24/01/2026
Al hombre que le duele gastar en sus hijos, en el fondo, le pesa amarlos.
Existe una pobreza que no tiene nada que ver con el saldo de una cuenta bancaria, sino con la miseria del espíritu. Hay quienes cuentan cada centavo que destinan a su propia sangre como si fuera una pérdida irreparable, una extorsión injusta o un favor inmerecido, olvidando por completo que esos hijos no pidieron venir al mundo. La provisión no es una opción sujeta al estado de ánimo, sino el primer deber sagrado de quien asume el rol de padre; verla como una carga es renunciar a la esencia misma de la protección.
Cuando se entrega el sustento con reproches, con la mano cerrada o exigiendo gratitud eterna por lo básico, no se está simplemente limitando el dinero; se está enviando un mensaje emocional devastador. El niño, que todo lo percibe, no entiende de finanzas ni de crisis, pero es experto en leer el rechazo en los gestos de quien debería ser su refugio. Aprende, de la manera más dolorosa posible, que sus necesidades molestan, que su presencia incomoda y que su existencia tiene un costo que a su padre le amarga pagar.
La verdadera paternidad se ejerce desde la generosidad, entendiendo que el dinero es solo una herramienta para construir bienestar, seguridad y futuro. No se trata de conceder lujos innecesarios, sino de garantizar que a los hijos no les falte lo esencial sin hacerles sentir culpables por comer, por vestir o por estudiar.

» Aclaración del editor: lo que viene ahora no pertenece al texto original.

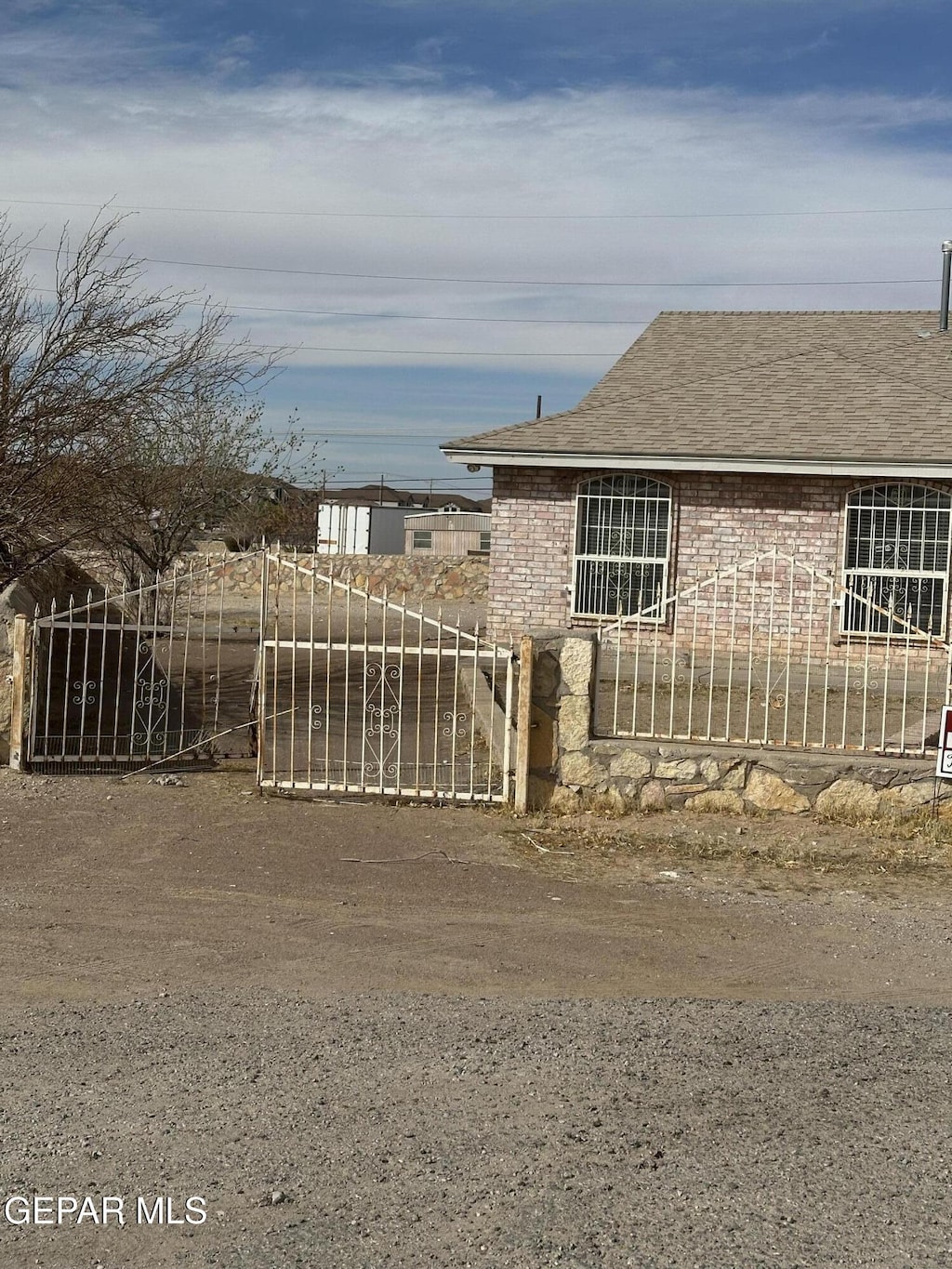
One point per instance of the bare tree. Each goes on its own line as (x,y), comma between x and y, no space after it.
(181,466)
(104,385)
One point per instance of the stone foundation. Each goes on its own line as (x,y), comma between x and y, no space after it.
(569,768)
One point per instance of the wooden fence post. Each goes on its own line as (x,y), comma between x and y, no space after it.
(18,715)
(523,725)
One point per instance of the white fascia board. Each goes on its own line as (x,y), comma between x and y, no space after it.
(704,463)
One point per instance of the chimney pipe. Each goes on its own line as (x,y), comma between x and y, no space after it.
(945,281)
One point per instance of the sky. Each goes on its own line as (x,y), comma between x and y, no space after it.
(443,208)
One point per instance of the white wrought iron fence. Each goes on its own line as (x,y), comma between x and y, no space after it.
(139,675)
(362,694)
(758,654)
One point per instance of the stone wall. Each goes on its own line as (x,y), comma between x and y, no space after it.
(569,767)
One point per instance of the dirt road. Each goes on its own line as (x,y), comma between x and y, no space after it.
(406,1036)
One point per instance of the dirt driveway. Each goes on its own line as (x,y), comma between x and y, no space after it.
(368,1036)
(113,889)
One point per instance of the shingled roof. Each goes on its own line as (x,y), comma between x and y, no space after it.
(817,392)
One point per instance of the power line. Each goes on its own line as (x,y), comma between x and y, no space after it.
(494,282)
(416,351)
(482,216)
(534,322)
(347,312)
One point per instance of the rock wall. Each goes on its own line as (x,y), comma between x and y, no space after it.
(238,575)
(59,579)
(569,767)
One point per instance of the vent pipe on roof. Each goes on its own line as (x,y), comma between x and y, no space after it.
(945,281)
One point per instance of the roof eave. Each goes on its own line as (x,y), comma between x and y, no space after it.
(704,462)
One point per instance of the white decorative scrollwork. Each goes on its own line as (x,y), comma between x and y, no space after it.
(456,723)
(86,692)
(382,709)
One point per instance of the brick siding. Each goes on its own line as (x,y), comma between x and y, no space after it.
(718,519)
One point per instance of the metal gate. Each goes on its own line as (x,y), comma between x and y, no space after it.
(139,677)
(362,694)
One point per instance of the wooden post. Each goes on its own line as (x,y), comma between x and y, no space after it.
(523,725)
(18,716)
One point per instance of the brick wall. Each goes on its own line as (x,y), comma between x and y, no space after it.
(718,519)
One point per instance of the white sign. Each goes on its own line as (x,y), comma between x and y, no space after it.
(944,763)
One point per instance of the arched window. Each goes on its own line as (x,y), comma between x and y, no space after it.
(896,560)
(622,538)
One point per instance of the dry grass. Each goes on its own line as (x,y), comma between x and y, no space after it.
(918,844)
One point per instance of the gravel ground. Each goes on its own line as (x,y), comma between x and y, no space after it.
(412,1130)
(371,1036)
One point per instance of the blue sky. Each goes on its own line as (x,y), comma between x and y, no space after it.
(431,204)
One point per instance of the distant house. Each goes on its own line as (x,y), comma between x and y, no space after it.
(447,533)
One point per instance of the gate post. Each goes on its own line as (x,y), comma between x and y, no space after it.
(18,713)
(523,725)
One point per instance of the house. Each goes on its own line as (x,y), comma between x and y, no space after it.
(767,490)
(826,434)
(450,532)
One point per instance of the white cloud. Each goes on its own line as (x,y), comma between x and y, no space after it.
(292,146)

Quien ve a su descendencia como un número negativo en su balance personal, se está perdiendo la mayor riqueza de todas: la satisfacción de verlos crecer y prosperar gracias a su esfuerzo.
El dinero va y viene, se recupera y se transforma, pero el vínculo que se rompe por la tacañería emocional difícilmente se restaura. Es una tragedia ver cómo algunos acumulan bienes materiales mientras dilapidan el respeto y el cariño de su familia, sin darse cuenta de que la vida es un ciclo y que, a menudo, la soledad de la vejez es el precio exacto de la avaricia de la juventud.
Que nunca tengas que pagar con aislamiento lo que hoy te ahorras en generosidad, porque el día que quieras comprar su cercanía, descubrirás que el amor de un hijo no tiene precio, pero sí tiene memoria.